これに対する袴田氏の特別抗告に対して、2020年(令和2年)12月22日、最高裁判所は、確定審において袴田氏の犯人性を根拠づけるとされた5点の衣類の色に関するみそ漬け実験報告書や専門家意見書の信用性を否定した東京高等裁判所の決定について、その推論過程に疑問があることや、専門的知見に基づかずに否定的評価をしたことについて審理不尽の違法があると判断し、全員一致で決定を取り消して、5点の衣類に付着した血液の色調が、1年以上みそ漬けされていたとの事実に合理的な疑いを差し挟むか否かについて判断させるために東京高等裁判所に差し戻す旨の決定を行った(決定においては、最高裁判所自ら検察官の即時抗告を棄却し、再審開始決定を行うべきとする旨の反対意見も付されている)。
この最高裁判所の決定に従って、東京高等裁判所第2刑事部において、差し戻し後の即時抗告審の審理が行われていた。本決定は5点の衣類が1年あまりの期間みそに漬け込まれていた場合、血痕に赤みが残るとは考え難く、5点の衣類が犯行着衣であること、ひいては、袴田氏が本件の犯人であることに合理的な疑いが生じたとして、静岡地方裁判所が行った再審開始決定を是認した。
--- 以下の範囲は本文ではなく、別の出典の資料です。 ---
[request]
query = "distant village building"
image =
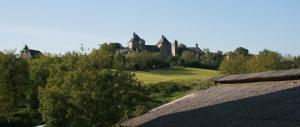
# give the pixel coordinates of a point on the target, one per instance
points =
(163, 46)
(27, 53)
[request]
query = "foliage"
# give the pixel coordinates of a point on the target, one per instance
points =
(266, 60)
(84, 95)
(13, 91)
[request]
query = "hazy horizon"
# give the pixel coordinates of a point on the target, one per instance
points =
(61, 26)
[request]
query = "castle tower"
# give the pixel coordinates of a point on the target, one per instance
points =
(175, 48)
(134, 42)
(142, 45)
(165, 47)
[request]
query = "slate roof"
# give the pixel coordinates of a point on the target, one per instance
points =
(259, 104)
(152, 48)
(163, 40)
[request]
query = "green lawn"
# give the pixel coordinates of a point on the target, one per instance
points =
(178, 75)
(165, 85)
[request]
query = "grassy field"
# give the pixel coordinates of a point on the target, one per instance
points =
(165, 85)
(178, 75)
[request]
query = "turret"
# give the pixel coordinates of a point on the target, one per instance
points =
(175, 48)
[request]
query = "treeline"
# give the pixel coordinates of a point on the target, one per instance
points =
(73, 89)
(148, 60)
(241, 61)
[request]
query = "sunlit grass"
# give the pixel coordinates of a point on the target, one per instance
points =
(179, 75)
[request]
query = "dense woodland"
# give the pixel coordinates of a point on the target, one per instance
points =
(96, 89)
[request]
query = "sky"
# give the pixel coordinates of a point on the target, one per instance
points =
(58, 26)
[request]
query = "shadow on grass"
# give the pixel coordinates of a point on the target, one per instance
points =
(172, 71)
(278, 109)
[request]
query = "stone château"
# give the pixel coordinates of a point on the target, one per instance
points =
(27, 53)
(163, 46)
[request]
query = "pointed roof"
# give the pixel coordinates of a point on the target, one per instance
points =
(163, 40)
(176, 41)
(135, 38)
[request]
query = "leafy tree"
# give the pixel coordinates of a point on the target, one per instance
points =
(85, 95)
(14, 81)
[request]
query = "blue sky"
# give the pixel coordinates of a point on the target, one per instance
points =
(57, 26)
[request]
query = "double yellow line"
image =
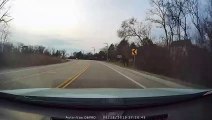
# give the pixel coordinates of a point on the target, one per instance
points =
(71, 79)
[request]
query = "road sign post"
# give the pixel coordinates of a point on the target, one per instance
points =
(134, 53)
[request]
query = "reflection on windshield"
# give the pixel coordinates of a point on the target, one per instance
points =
(116, 44)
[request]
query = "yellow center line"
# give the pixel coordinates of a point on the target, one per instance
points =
(71, 79)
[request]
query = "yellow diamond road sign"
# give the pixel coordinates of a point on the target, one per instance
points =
(134, 52)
つまり、袴田氏を犯人とするために「作られた」可能性のある証拠に基づき裁判が行われてきたのであって、そうであるとすれば、人道に悖る行為と言っても過言ではない。あわせて、仮に袴田氏に死刑が執行されていれば、取り返しのつかない事態になっていたことも論をまたない。
袴田氏は、現在87歳と高齢であり、しかも長期間にわたり死刑囚として身体を拘束されたことにより、心身を病むに至っており、一刻も早いえん罪被害からの救済が必須である。
当会においても、事件後43年を経てなお、無実を叫び続け、証拠開示の不備と検察官抗告という再審制度の不備に翻弄されながら再審請求を続けている原口アヤ子氏(大崎事件)の雪冤に、会を挙げて取り組んでいるところである。
したがって、当会は、検察官に対して、本決定に従い最高裁に特別抗告を行うことなく、速やかに再審公判に移行するよう強く求める。また、当会はこれからも袴田巌氏が無罪となるための支援を続けるとともに、再審請求事件における全面的証拠開示、検察官の抗告禁止を始めとする再審法改正、本件のような死刑求刑案件における特別の手続保障(いわゆる「スーパー・デュープロセス」)のための法改正など、えん罪を防止するための制度改革の実現を目指して全力を尽くす決意である。